I asked this question on datascience.stackexchange but they directed me here.
I have a social network represented as a set of people $S$ and individual weights for each of person (weight is the cost of person). I also have defined relationships between these people (whether people know each other or not). I must find such a subset $D$, such that every person in this subset either belongs to the set $D$ or knows someone from the set $D$ directly.
There will be a lot of such subsets. I want the subset whose sum of weights of people is the smallest.
Let's see example:
D = {(John(7), Adam(15), Viktor(6), Bob(2)} and connections are John - Adam - Viktor - Bob. Solutions are Adam,Bob(17) OR John,Victor(13) OR Adam,Victor(21) OR John,Bob(9). The best is the last one - John,Bob(9).

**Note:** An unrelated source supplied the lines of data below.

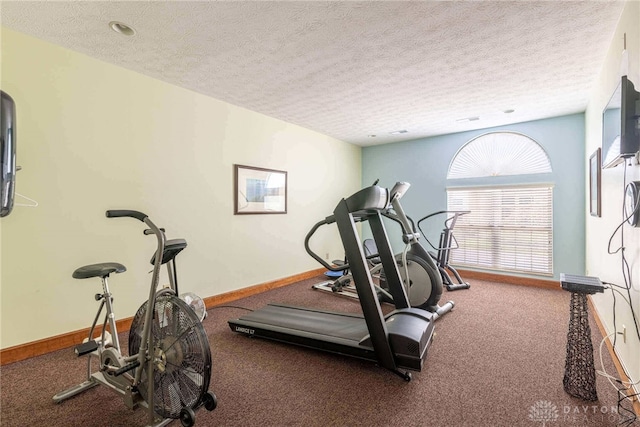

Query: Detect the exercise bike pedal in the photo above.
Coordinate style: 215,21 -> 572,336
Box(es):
74,340 -> 98,357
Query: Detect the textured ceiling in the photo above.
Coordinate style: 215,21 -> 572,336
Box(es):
0,0 -> 624,146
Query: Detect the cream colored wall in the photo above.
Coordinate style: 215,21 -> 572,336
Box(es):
0,28 -> 361,348
585,1 -> 640,398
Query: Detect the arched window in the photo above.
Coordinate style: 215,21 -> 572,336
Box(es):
447,132 -> 553,275
447,132 -> 551,179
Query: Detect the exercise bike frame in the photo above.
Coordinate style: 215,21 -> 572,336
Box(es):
53,210 -> 216,427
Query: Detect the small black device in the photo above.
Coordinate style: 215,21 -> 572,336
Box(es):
560,273 -> 604,294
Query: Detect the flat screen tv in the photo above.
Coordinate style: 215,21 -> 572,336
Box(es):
602,76 -> 640,169
0,91 -> 16,217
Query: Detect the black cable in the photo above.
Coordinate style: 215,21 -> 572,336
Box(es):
207,305 -> 253,311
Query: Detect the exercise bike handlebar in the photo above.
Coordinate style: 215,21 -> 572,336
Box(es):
106,209 -> 149,222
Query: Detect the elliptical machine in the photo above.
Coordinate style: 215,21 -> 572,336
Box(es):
304,181 -> 454,320
417,211 -> 471,291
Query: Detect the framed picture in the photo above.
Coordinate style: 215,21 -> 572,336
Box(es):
234,165 -> 287,215
589,148 -> 601,217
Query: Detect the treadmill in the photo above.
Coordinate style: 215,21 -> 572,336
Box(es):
229,183 -> 435,381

I thought to create a directed graph where:
- Each vertex represents person
- Each vertex has a weight assigned to it
- Edges between vertices indicate whether the people know each other or not
I imagine this as a minimum spanning tree on directed graphs problem. I found Chu-Liu/Edmond's algorithm, I know that this algorithm works for edge-weighted graphs and I have vertices-weighted, so I just set the edge weights to what are the weights of the vertices at the end of the edge. But this is not optimal solution. I don't need direct connections between people in the set $D$.
So after I have result from that algorithm, I can apply on it some greedy algorithm, which will go recursively over each element and check how removing it from the subset $D$ will affect the structure - when the sum of the weights will be minimal and will ensure that no element falls out of set $D$ (check below).
Refer to an example, my MST result will be John,Adam,Victor,Bob(27). Best solution is John,Bob(9). Interesting bad solution is Viktor,Bob(8) - the sum is minimal, unfortunately John will fall out of the $D$ subset.
Also I assume that:
- cost of a person doesn't correlate with their degree in the network (numbers of acquaintances)
- the maximum number of people and acquaintances (vertices and edges) is about 400
Is my way to solve this problem is good? Do you suggest any other solutions for that?